New Zealand (NZ) is situated in the South Pacific. The main ethnic groups making up the population

are categorised as self-declared Caucasians (mostly European or Middle Eastern including Iraqis and Iranians), Eastern Polynesians (including NZ Maori, Cook Islanders, Tokelauans, Hawaiians or Tahitians), Western Polynesians (Samoans, Tongans or Niueans) or peoples from Asia (mostly Chinese, Koreans, Japanese, or Filippinos). Genetic diversity within individual Pacific populations is low. About 5500 years ago (ya) Asian migrants from Taiwan became admixed with peoples from New Guinea and Melanesia prior to migration into Western Polynesia ~3000-3500 ya beginning in Fiji which has the highest overall genetic diversity. There is a gradual West-to-East decrease in overall diversity due to founder effects. Polynesian mitochondrial (mt) haplotypes include a 9bp deletion plus three temporally embedded substitutions known as the Polynesian motif. The 9bp intergenic deletion occurred ~60,000ya in Southeast Asia and subsequently three temporally embedded substitutions occurred at nucleotide positions (np) 16217, followed by np16261 ~6000ya in Taiwan and then np16247 in East Indonesia. The motif is now almost fixed in Polynesians. Migration proceeded to Tonga and Samoa ~4200-3000ya, into Eastern Polynesia about 2000-1000ya and finally from Tahiti to NZ via the Cook Islands ~750ya. The haplotype B4a1a1 is fixed in NZ Maori.

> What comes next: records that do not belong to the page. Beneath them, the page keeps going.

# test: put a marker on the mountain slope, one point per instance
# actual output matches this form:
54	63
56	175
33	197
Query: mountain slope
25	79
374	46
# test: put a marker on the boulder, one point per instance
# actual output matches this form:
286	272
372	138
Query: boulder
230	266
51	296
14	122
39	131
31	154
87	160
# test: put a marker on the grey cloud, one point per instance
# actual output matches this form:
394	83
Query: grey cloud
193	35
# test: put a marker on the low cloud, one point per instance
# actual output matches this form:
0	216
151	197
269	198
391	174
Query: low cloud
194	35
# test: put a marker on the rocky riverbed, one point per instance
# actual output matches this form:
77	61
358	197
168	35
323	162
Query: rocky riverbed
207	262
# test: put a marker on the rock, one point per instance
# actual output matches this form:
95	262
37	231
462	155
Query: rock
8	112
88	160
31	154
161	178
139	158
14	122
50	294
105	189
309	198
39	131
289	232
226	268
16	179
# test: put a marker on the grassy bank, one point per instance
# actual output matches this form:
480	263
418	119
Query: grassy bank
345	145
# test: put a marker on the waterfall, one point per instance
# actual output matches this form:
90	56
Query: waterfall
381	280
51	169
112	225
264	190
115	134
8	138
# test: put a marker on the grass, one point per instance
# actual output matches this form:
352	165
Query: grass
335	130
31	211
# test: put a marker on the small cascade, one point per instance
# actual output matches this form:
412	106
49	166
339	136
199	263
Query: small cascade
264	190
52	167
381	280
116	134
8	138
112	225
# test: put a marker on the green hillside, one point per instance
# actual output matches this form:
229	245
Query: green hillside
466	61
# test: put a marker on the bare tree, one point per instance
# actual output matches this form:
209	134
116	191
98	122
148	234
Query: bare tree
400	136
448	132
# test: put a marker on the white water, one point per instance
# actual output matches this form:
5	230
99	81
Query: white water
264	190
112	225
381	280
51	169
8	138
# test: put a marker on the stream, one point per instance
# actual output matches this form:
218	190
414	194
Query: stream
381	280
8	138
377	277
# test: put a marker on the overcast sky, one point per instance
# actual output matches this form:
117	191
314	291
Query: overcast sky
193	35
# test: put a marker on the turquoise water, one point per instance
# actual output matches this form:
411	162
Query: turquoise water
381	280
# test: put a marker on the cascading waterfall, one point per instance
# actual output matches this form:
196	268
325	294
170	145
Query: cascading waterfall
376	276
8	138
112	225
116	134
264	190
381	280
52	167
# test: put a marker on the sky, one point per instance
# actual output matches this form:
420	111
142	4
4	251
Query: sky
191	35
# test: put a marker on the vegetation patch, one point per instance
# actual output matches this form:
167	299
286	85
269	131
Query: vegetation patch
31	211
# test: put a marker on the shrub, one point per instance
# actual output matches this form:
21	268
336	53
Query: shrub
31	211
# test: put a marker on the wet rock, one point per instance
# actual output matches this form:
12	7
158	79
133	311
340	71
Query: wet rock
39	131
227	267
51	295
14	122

Sanger sequencing of the control region of mitochondrial DNA (mtDNA) has not been validated for casework use in NZ due to costs involved in having a purpose-built facility and a labour intensive workflow, together with reduced discrimination for Pacific Island and Maori subpopulations. ESR now has a sequencing facility and with the availability of third party analysis software for forensic applications, we are re-evaluating the costs and discrimination potential of whole genome mitochondrial sequencing using massively parallel sequencing (MPS).

An evaluation was undertaken of a strategy designed to minimise errors from PCR and library preparation chemistries to enable reliable detection of low-level heteroplasmy for reference-type samples, including buccal samples on both Whatman® FTA® card and swabs with the registered mark R after Whatman and after FTA.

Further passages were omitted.